Of course he was literate. Had to be, as a bar mitzvah boy!

I can see how a revisionist novelist might construe that Mary, the daughter of a well-to-do family that includes high ranking priests, finds herself pregnant and unwed and her family, to avoid scandal, betroths her to a guy who works for them. True he’s much older than she is and he’s not educated, BUT it’s better than having an illegitimate grandchild. This one explain having a father who was a laborer, a cousin who’s a temple priest, and having the ability to read all at the same time.

Robert “I CLAUDIUS” Graves probably did the most revisionist account not to make Jesus an ancient astronaut or whatever. He made Jesus the son of Antipater, who was the oldest son and heir presumptive of Herod the Great, through a secret marriage. When (actual historical event) Herod had Antipater strangled, in the novel Mary lies about her son’s paternity. Later chroniclers anagramize “son of Antipater” into 'son of a virgin" somehow (Antipatros and Parthenos come into play IIRC, but it’s been 20+ years since I read it and it’s not one of his better works).

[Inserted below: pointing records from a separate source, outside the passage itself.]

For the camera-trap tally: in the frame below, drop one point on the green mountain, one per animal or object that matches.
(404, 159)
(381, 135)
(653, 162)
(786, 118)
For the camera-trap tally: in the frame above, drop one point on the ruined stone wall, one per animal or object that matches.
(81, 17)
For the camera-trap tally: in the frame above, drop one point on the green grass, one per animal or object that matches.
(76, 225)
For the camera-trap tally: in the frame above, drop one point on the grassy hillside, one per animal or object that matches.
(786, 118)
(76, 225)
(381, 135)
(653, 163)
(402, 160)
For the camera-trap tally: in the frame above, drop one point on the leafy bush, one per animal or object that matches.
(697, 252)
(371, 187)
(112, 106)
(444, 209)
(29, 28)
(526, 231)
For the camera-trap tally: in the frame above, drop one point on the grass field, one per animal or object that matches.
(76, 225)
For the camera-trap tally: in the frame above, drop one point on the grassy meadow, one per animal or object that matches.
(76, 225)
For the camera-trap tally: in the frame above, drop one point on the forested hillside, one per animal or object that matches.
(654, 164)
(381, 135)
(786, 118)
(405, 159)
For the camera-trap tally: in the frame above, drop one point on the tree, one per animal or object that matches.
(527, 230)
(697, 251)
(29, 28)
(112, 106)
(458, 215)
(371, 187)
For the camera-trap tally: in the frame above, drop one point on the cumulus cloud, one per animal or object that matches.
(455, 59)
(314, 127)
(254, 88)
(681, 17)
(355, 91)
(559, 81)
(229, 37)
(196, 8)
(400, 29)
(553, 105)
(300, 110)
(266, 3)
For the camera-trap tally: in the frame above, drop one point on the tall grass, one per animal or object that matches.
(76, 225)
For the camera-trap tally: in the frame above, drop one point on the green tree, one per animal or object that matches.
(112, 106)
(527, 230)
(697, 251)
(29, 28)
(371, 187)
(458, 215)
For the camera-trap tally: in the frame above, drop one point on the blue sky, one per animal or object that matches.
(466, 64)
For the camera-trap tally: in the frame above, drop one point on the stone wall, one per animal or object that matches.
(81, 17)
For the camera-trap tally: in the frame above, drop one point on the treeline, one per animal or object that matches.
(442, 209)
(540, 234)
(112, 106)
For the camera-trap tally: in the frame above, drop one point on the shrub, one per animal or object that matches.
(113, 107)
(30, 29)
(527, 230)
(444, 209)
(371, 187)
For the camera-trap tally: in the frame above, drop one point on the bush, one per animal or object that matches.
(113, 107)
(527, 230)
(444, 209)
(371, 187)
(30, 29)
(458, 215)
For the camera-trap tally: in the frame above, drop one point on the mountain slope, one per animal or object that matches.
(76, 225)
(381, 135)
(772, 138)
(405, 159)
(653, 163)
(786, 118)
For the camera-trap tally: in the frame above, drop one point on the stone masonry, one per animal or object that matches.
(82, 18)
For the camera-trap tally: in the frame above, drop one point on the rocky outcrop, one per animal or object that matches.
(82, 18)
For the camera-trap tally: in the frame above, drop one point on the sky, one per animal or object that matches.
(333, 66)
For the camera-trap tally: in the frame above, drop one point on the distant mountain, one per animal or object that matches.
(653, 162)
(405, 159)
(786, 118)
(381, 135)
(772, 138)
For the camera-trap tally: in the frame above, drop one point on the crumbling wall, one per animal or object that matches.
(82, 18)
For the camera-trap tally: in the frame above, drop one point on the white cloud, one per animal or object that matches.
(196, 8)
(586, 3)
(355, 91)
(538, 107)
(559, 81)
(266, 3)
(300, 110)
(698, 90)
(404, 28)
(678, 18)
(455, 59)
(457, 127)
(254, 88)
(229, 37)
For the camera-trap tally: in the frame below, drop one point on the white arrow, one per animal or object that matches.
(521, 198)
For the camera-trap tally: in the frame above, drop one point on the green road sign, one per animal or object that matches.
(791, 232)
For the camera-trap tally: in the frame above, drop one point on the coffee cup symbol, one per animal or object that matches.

If he were like most Jews of his time rich or poor he probably lived in a very extended family setting with all manner of aunts and uncles and cousins within an easy walk, so if one could read they probably could have taught him, especially since it’s an employable skill. Besides, social class and norms don’t prove somebody wouldn’t be able to do something. In American history there were slaves and Indians who managed to learn how to read and write (for some of them how they learned remains a mystery) or pick up other languages. The Pilgrims for example were famously taken aback when Squanto walked up to them and spoke to them in fluent English (due to having been abducted by sailors and lived in Europe for several years before returning) and John Smith had been astonished earlier in Virginia to find a couple of old Indians who were conversational in Spanish (due to a Catholic mission that had briefly existed a generation before before the Indians rubbed it out).

Sampiro, the Graves novel you’re thinking of is King Jesus, not I, Claudius.

You mention scribing as an emplyable skill, which it was, but one notable thing about scribes in antiquity (and even into medievel times) was that sometimes even they weren’t truly literate. Some of them could make a living simply by copying texts letter for letter, but they didn’t really know what the words said. They were basically just copying the lines. I think Ehrman mentions that in Misquoting Jesus (or maybe I read it somewhere else), but apparently you can find some strange copy errors in old manuscripts because the copyist didn’t actually know what he was reading.

I meant to mention that. I called him Robert “I CLAUDIUS” Graves for the benefit of those who aren’t familiar with his name but know his most famous work. He wrote KING JESUS in large part from the research he did for the Claudius novels.

There were also a lot more people who could read than could read and write. It’s almost hard to grasp this concept- how you could do one without the other- but I imagine the expense of papyrus and other writing materials- even wax tablets- played a part- kind of expensive to practice your writing.

Or, you just didn’t have the need to write much even if you found yourself reading regularly. I spent a lot of time in Japan, and learned to read quite a few Kanji. But I never had to write Kanji, and could maybe write 1/10 of the number that I could read. And those would be the simple ones.

Jesus, to me, was obviously a well educated person. He knew a lot of stuff. Not just the Torah, but how to argue with Rabbis, knew some pretty sophisticated theological stuff, things like that.

This isn’t someone who cut wood for 30 years, took a dip in a river and became the Messiah.

Not you typical dirt poor peasant.

Assuming any of that stuff is historically accurate, it’s possible to be intelligent, orally knowledgabe of scripture and verbally adept in debates without being literate or formally educated.

Why do I read this with Eric Idle’s voice? “I mean if I was to go around shouting the redeemer of all mankind has arrived and the prophecies are all fulfilled and kingdom of God is at hand every time some half literate woodcutter got sweaty and decided to take a dip where a homeless guy was standing they’d put me away!”